3. Ética del Presente y la Intensidad
La principal implicación práctica es una ética del ahora denso. Si los bordes no son prisiones, vivir significa habitar la tensión entre lo finito y lo ilimitado. No se trata de acumular tiempo (inmortalidad cuantitativa), sino de profundizar cada momento (eternidad cualitativa). Esto conecta con el vitalismo nietzscheano (eterno retorno como prueba de afirmación) y con ciertas lecturas de Spinoza (beatitud como eternidad vivida en el presente).

4. Críticas y Límites Potenciales

  • Epistémica: ¿Cómo verificar empíricamente una “cola infinitesimal” del ser? La TEI es más fenomenológica y especulativa que científica.
  • Existencial: Podría interpretarse como una forma sutil de negación de la finitud (defensa contra la angustia), aunque el autor la presenta como profundización de la finitud misma.
  • Cultural: En culturas occidentales dominadas por el individualismo y el linealismo temporal, esta visión resulta liberadora; en otras tradiciones (hinduismo, taoísmo), parece más familiar.

Conclusión: Un Atisbo de Eternidad en lo Cotidiano

La TEI de Alfred Batlle Fuster ofrece una metafísica contemporánea que reconcilia lo finito con lo eterno sin recurrir a dogmas religiosos tradicionales ni a materialismo reductivo. Al borrar los bordes absolutos de la vida, no anula su valor, sino que lo multiplica: nuestra existencia ya es, en sí misma, un continuo que respira eternidad en sus márgenes borrosos.

Esta perspectiva invita a una relectura radical de la condición humana. La pregunta decisiva deja de ser “¿qué ocurre después de la muerte?” o “¿de dónde vengo exactamente?” para convertirse en: “¿estamos viviendo con la intensidad suficiente para intuir que nada termina del todo?”.

En un mundo obsesionado por orígenes y finales (biográficos, políticos, ecológicos), la “vida sin bordes” propone una sabiduría del medio: habitar plenamente el flujo, reconociendo que los horizontes que nos definen son, precisamente, aquello que nunca se cierra.

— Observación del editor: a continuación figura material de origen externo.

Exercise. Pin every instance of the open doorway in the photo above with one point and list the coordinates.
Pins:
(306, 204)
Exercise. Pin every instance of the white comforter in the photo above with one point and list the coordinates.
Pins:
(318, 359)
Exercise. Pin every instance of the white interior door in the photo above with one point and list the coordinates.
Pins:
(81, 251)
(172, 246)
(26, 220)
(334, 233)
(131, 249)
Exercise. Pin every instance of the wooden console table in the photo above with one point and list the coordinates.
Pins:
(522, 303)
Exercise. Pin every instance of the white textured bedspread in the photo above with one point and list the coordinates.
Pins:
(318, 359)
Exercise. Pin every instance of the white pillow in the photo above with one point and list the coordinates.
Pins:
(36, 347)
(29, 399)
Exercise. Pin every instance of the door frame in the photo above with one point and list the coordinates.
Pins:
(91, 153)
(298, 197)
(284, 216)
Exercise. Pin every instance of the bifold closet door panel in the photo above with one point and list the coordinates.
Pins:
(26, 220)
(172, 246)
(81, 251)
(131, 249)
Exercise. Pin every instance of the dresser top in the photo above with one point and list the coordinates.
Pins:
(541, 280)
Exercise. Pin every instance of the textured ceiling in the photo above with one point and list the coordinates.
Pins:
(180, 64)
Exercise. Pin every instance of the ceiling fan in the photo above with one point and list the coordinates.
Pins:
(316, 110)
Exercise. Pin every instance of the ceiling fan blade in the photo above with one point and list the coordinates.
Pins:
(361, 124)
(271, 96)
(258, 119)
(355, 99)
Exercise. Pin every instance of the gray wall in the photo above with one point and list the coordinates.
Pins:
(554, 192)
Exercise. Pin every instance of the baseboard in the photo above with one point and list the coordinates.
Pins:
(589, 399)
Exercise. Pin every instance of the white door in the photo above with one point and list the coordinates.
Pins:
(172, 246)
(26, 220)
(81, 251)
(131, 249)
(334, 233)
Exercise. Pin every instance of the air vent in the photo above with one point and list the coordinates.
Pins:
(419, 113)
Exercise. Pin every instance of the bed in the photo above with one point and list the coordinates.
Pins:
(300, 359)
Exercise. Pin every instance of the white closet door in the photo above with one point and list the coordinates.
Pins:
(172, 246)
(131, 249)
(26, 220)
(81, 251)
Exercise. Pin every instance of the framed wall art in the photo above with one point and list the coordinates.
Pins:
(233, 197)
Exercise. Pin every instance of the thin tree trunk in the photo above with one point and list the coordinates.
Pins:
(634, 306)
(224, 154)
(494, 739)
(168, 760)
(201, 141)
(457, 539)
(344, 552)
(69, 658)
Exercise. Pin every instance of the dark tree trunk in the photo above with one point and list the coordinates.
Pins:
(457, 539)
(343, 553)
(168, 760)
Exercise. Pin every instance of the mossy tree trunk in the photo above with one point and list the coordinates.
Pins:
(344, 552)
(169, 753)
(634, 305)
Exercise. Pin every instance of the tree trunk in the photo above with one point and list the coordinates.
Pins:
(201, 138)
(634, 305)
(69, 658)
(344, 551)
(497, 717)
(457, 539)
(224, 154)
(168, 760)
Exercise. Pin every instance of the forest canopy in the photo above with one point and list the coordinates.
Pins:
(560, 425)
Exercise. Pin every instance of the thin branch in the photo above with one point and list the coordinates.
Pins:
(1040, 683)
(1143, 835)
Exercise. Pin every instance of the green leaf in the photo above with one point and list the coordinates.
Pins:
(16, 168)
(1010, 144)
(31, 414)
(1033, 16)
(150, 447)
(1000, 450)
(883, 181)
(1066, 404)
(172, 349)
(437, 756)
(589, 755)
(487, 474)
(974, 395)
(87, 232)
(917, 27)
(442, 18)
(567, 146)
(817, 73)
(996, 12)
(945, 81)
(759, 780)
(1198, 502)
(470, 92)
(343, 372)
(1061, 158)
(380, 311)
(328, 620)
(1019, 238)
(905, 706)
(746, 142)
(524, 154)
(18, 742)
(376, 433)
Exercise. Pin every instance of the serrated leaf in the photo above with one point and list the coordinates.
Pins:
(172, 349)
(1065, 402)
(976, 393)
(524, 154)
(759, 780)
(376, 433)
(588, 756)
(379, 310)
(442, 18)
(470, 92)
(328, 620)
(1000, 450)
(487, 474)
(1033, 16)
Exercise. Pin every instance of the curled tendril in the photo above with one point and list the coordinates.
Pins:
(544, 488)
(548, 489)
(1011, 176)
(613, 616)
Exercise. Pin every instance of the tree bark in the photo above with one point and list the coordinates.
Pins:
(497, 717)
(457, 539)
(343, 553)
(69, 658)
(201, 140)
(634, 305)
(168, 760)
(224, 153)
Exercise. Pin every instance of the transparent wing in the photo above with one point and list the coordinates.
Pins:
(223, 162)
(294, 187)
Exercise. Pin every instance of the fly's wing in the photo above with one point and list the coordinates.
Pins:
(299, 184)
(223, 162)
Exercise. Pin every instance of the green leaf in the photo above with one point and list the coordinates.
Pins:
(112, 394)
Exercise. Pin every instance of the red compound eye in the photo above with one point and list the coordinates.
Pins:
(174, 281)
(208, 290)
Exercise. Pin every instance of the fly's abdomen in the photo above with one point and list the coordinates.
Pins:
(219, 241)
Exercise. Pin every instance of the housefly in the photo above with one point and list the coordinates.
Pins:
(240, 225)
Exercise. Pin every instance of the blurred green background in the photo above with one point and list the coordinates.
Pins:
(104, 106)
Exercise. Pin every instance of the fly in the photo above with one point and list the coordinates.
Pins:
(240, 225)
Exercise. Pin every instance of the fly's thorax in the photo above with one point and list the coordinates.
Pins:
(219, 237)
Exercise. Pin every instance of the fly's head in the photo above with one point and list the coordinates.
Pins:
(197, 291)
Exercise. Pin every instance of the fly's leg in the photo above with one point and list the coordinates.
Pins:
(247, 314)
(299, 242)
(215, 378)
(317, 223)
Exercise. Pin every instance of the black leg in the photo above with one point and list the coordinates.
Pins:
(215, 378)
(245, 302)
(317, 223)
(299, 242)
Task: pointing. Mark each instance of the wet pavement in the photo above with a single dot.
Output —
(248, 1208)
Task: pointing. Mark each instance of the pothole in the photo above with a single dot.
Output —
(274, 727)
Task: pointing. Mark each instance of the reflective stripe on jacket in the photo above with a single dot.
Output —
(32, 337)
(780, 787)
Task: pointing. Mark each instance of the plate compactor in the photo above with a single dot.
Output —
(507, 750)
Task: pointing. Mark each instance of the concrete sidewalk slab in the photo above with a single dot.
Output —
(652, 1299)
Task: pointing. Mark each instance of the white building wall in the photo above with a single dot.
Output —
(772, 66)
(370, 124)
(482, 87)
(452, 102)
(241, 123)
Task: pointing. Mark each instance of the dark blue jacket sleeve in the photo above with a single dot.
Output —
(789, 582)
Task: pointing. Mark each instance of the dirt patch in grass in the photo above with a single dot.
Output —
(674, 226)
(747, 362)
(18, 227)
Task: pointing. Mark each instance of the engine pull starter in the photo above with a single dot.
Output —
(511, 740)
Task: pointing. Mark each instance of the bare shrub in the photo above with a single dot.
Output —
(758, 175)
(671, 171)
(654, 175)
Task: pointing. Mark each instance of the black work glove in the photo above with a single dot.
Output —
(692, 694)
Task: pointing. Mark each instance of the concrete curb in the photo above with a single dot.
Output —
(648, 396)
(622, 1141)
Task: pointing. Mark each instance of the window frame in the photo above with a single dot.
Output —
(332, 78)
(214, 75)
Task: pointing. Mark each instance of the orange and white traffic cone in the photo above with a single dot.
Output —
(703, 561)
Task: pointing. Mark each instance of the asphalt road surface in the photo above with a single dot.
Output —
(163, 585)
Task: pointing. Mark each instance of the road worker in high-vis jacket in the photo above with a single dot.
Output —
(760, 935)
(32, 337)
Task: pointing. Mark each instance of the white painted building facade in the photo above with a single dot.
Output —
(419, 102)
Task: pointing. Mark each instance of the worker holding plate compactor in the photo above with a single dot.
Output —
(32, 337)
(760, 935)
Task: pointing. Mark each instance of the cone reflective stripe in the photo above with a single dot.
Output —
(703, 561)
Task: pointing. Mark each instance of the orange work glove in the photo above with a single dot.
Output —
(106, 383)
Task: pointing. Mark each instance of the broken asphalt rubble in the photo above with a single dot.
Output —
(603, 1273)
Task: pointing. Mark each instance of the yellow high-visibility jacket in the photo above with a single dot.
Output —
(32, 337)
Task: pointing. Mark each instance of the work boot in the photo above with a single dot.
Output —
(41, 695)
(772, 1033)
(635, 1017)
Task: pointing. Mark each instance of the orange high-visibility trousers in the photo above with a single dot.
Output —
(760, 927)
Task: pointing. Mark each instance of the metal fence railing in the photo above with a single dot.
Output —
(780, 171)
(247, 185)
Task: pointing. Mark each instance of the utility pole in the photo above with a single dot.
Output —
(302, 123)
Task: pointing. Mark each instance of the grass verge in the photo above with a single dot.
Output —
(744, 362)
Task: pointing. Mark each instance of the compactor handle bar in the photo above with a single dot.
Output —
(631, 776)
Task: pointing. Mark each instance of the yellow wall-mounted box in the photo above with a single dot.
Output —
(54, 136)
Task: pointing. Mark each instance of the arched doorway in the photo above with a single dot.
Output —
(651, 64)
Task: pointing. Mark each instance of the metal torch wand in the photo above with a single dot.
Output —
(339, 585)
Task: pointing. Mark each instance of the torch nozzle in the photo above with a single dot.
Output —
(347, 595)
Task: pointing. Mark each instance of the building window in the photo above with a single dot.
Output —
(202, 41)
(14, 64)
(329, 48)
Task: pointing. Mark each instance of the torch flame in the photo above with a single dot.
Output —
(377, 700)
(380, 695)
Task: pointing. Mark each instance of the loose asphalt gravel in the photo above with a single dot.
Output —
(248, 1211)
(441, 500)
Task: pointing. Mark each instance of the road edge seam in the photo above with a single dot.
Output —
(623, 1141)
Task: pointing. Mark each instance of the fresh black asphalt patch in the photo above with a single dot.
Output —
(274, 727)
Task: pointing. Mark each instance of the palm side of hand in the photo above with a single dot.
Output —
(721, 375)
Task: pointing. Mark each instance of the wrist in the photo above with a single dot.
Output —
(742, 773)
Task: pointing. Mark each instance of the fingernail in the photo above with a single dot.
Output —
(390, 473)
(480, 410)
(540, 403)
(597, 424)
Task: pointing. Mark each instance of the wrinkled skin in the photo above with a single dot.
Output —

Bibliografía sugerida para profundización

  • Batlle Fuster, Alfred. Nexum (serie).
  • Hawking, Stephen & Hartle, James. Modelos sin frontera.
  • Rovelli, Carlo. El orden del tiempo.
  • Bergson, Henri. Ensayo sobre los datos inmediatos de la conciencia.
  • Heidegger, Martin. Ser y Tiempo (para contraste).

Esta tesis puede expandirse hacia una monografía completa explorando conexiones con neurofenomenología, física cuántica de la conciencia o ética aplicada. La TEI representa una contribución valiosa a la filosofía contemporánea del tiempo y la subjetividad.